Özellikle raviler dirayetli ve rivayet esaslarını iyi bilen kimselerse bu
lüzumlu hale gelir. Mustemlinin şeyhin sözlerini aynen tekrar etmemesi halinde
isnadların hadis lafızlarına karışması ve yanlış yazılması tehlikesi vardır. Şu
olay bunu gösterir:
“Hârûnu'd-Dik el-Basri,
Dâvud b. Raşid'in müstemlisi idi. Davud, Haddesenâ Hammâd b. Hâlid dese bunu
kitabına “haddesenâ Hammâd b. Zeyd” diye yazar; istimla anında Hammâd b. Seleme
diye okurdu. Sonra evine gider yazdıklarını okumak ister, doğru dürüst
okuyamayınca da kalkar karısını döğerdi. Kadın da gelip Davud'a şikayet ederdi.
Mustemlinin vazifesi
sadece şeyhin okunan hadislerinin sözlerini tekrar ederek mecliste bulunanlara
duyurmak değildir. Yine el-Hatib'in kaydettiğine göre bir hadis âliminin
meclisinde mustemi olarak bulunan kimsenin görevleri arasında şu işleri yapmak
da vardır:
İmlâya başlamadan Kur'ân
okumak; Kur'ân okunduktan sonra cemaatı susturmak; besmele çekmek; hamdele edip
Nebi (s.a.v.)'e salât ve selam okumak; daha sonra muhaddise dönüp dua ederken o
gün okunacak hadisleri kimlerden rivayet ettiğini sormak, Bundan başka Nebi
(s.a.s)'in ismi her geçtiğinde (Sallallahu aleyhi ve sellem), sahabi ismi
geçtiğinde (radiyallahu anh) demek de mustemlinin görevleri arasındadır.
Şeyhin sesini işitmeden
mustemliden duyulan hadisleri şeyhe nisbet ederek rivayet etmenin cevazı
konusunda basit de olsa görüş ayrılığı vardır. İbnu's-Salâh’ın işaret ettiğine
göre pek çok muhaddis mustemlinin söylediği sözleri mumli denilen şeyhten
rivayet etmeyi caiz görmüşlerdir. Ne var ki müstemlinin tekrar ettiği sözleri
işitmeyip yanındakine sorup öğrendikten sonra şeyhe nisbet ederek rivayetin,
hadis rivayetinde tesahül olduğunu söyleyerek bu cevaza katılmayanlar vardır.

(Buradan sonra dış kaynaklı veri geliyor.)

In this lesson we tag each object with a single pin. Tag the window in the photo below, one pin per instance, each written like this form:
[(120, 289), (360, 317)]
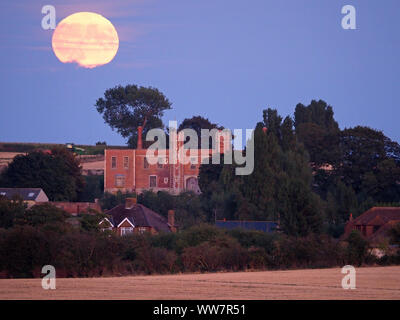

Sufyân b. Uyeyne caiz olduğu; Buhâri şeyhi Ebu Nuaym el-Fadl b. Dukeyn caiz
olmadığı görüşünde olanlardandır. Sufyan b. Uyeyne'nin yukarıda nakledilen
haberi onun hadis meclisi büyük olduğu takdirde şeyhin sözleri müstemliden işitip
ona isnad ederek rivayeti caiz gördüğüne delil addedilmiştir. Rivayete göre
el-Fadl b. Dukeyn pratikte el-A’meş, Sufyân gibi muhaddislerden dinlediği
hadislerden bir harf, bir isim bile olsa, kulağıyla işitmeyip arkadaşlarından
sorarak öğrendiği tek tük kelimeleri şeyhinden değil arkadaşlarından rivayet
eder, başka türlü hareketi caiz görmezdi. Aynı konuda Halef b. Temim şöyle
demiştir: “Sufyan es-Sevri'den onbin kadar hadis işittim. Rivayet esnasında
bazen bazı hadislerin lafızlarını iyice anlamak ister, yanımda oturandan
sorardım. Bir gün de Zaide b. Kudâme'ye sordum. Bana “kalbinin hıfzettikleri
ile kulağının duyduklarından başkasını sakın rivayet etme” dedi. Ben de hepsini
kaldırıp attım.”
el-Irâki ise şeyhin
hadislerini mustemlinin sözlerinden rivayet etmenin ötedenberi
uygulanageldiğini kaydettik den sonra mustemlinin, şeyhe hadislerini okuyup
arzeden kimse hükmünde olduğuna işaret ederek şöyle der: “Ancak bu durumda
hadislerini imlâ ettiren şeyhin, hadislerini okuyan kârinin sesini işitmesi şart
olduğu gibi mustemlinin sesini duyması da şarttır. Bu konuda ihtiyata uygun
olan, İbn Huzeyme ve diğer bazı alimlerin yaptıklarını yaparak nakledilen
hadisin veya kimi lafızlarının müstemliden işitilmiş olduğunu edâ sırasında
“ahberanâ fulânun bi-tebliği fulânin” diyerek açıklanmasıdır.”
Buhâri'nin rivayet
ettiği bir hadisde Câbir b. Semure şöyle demiştir:
“...Nebi (s.a.s)'i “On
iki emir gelir...” derken duydum. Allah Resulü bir şey daha söyledi ama ben onu
işitemedim. Nebiin burada ne dediğini babam haber verdi ve “hepsi de
Kuteyş’tendir” buyurduğunu söyledi” Burada da Câbir b. Semure kendisi bizzat
Nebi (s.a.s)'in mübarek ağızlarından duydukları sözlerle babası vasıtasıyla
işitmiş olduklarının arasını ayırmıştır.
Hadis meclislerinde imlâ
sistemi ile hadis rivayetinin gördüğü ilgi nisbetinde müstemlilik de önem
kazanmış ve zamanla bir meslek haline gelmiştir. Rical kitaplarında el-mustemli
nisbesi ile görülen pek çok kişi aynı zamanda bu işi görenlerdir.905 Bunlar
yaptıkları işe karşılık ya belirli bir ücret alırlar; ya da şeyhin imlâ ettiği
hadislerin yazılı bir nüshasına sahip olurlardı. Bu ikincisi, hadisle meşgul
olan müstemliler için paha biçilmez bir kazanç sayılırdı.